Light Modulation Analysis

This repository contains scripts for analyzing light modulation simulations and generating figures for publication.

Setup

Installing Dependencies

# Install all dependencies
pip install -r requirements.txt

# Or install manually
pip install huggingface_hub pandas numpy matplotlib scipy scikit-learn plotly tqdm pyyaml shap

Note: The shap package is required for running shap_feature_ranking.py. All other dependencies are required for the core analysis pipeline.

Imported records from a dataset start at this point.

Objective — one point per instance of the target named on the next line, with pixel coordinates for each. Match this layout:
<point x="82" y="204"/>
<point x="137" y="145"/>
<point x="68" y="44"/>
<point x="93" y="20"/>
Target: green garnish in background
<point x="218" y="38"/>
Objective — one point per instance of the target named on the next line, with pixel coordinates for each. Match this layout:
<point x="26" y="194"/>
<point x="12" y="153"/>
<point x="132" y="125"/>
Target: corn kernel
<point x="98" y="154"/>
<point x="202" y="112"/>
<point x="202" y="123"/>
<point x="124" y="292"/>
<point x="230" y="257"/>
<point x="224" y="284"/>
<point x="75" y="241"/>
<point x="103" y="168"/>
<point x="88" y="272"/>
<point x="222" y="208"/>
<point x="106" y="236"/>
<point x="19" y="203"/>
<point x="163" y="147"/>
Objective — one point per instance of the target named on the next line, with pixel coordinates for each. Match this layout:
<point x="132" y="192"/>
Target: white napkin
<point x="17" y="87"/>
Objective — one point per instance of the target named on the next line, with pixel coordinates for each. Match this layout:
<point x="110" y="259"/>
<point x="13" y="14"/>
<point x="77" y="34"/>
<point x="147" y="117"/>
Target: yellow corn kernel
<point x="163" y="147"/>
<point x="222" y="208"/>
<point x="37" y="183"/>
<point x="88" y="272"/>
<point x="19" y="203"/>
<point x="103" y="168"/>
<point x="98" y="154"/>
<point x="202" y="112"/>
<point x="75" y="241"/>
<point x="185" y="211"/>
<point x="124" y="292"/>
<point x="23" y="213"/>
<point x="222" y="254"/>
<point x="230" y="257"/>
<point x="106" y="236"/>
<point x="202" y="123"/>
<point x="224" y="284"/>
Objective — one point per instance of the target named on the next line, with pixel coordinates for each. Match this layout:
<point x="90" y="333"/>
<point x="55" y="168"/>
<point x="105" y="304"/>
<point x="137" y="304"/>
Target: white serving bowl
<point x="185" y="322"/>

Downloading Data from Hugging Face

The data folder (containing JT curves, features, and analysis outputs) is hosted on Hugging Face Hub. This allows for version-controlled, accessible data storage and easy sharing of the dataset.

Authentication

For public repositories, no authentication is required. For private repositories, you need to authenticate:

# Option 1: Use Hugging Face CLI (recommended)
huggingface-cli login

# Option 2: Set environment variable
export HF_TOKEN=your_token_here

# Option 3: Pass token directly to script
python download_data_from_hf.py --repo-id <username/dataset-name> --token your_token_here

Downloading the Data

# Download data from Hugging Face
python download_data_from_hf.py --repo-id <username/dataset-name>

# Example:
# python download_data_from_hf.py --repo-id your-username/light-modulation-data

# Additional options:
# --data-dir: Specify target directory (default: 'data')
# --filename: Specify archive filename (default: 'data.tar.gz')
# --force: Overwrite existing data directory without prompting
# --keep-archive: Keep the downloaded archive file after extraction

The script will:

Download the compressed data archive (data.tar.gz) from Hugging Face Hub
Extract it to the data/ folder in the git root
Verify the extraction and check for expected subdirectories

Note: The data folder should be located at the git root level (data/) for all scripts to work correctly. The download script automatically places it in the correct location.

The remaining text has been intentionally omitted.